Ингеборг пытается смахнуть что-то указательным пальцем, когда понимает, что среди угольно-черных прядей затесался серебристо-седой волосок. Тут в комнату вбегает Арчи.
— Почему они кричат?
— Они злятся из-за чего-то, — отвечает Ингеборг.
— Не закроешь окно? — говорит Сань.
— Тут станет невыносимо жарко.
— Арчи, — говорит Сань. — Я не разрешаю тебе высовываться из окна.
— Да, паи, — отвечает Арчи. — Но варум они злятся?
Ингеборг задумывается над вопросом сына.
— Понятия не имею, — говорит она, чувствуя, как по телу прокатывается волна тепла и удовольствия. Она не понимает причин взвинченного состояния людей, зато, ей кажется, она поняла все, что важно в этой жизни. Она сияет. Мы вместе, и все остальное не имеет значения. Остается еще пара часов до того, как Саню нужно будет в ресторан. Скоро они сядут пить чай. Hier кдппеп Familien Kaffee kochen[29]. Ингеборг вспоминает растяжку в Луна-парке и улыбается. Ее семья не пьет кофе.
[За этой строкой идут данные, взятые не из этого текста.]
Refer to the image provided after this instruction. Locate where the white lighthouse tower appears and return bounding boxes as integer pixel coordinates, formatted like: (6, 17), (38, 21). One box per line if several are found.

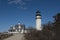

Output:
(36, 10), (42, 30)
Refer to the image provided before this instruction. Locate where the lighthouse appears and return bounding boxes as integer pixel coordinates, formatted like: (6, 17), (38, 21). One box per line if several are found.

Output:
(36, 10), (42, 30)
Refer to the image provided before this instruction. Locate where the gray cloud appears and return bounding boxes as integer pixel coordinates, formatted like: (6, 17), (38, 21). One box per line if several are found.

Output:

Сама она перестала пить кофе после знакомства с Санем. В детстве ей приходилось пить кофе, хотя он ей никогда не нравился. Непрозрачная маслянистая жидкость с противным запахом и горькая на вкус вызывала в ней отвращение. Как все в ее жизни в то время, это было обязанностью. Задача, которую ей ежедневно приходилось выполнять, чтобы быть как все. Она впервые попробовала чай в Китайском городке в Тиволи вместе с Генриеттой и ее женихом, и разница была поразительной. Ингеборг полюбила чай с первого глотка.
Она собирает волосы Саня в косичку и думает, как обычно, что это их жизни она сплетает воедино. Обнимает его и целует в шею. Сань все еще разглядывает фотографию.
— Разве нам не хорошо?
Он кивает.
— Ты не закроешь окно?
Ингеборг выпрямляется, но не двигается с места.
— У нас все может быть только еще лучше, — говорит она и смотрит на пылинки, танцующие и играющие, словно золотистые креветки, в полосе солнечного света, лежащей на полу кухни у его босых ног. — Сань, — добавляет она, — кажется, я беременна.
Он ничего не отвечает, но поднимает взгляд от фотографии и откидывает голову назад, прижимаясь затылком к ее животу.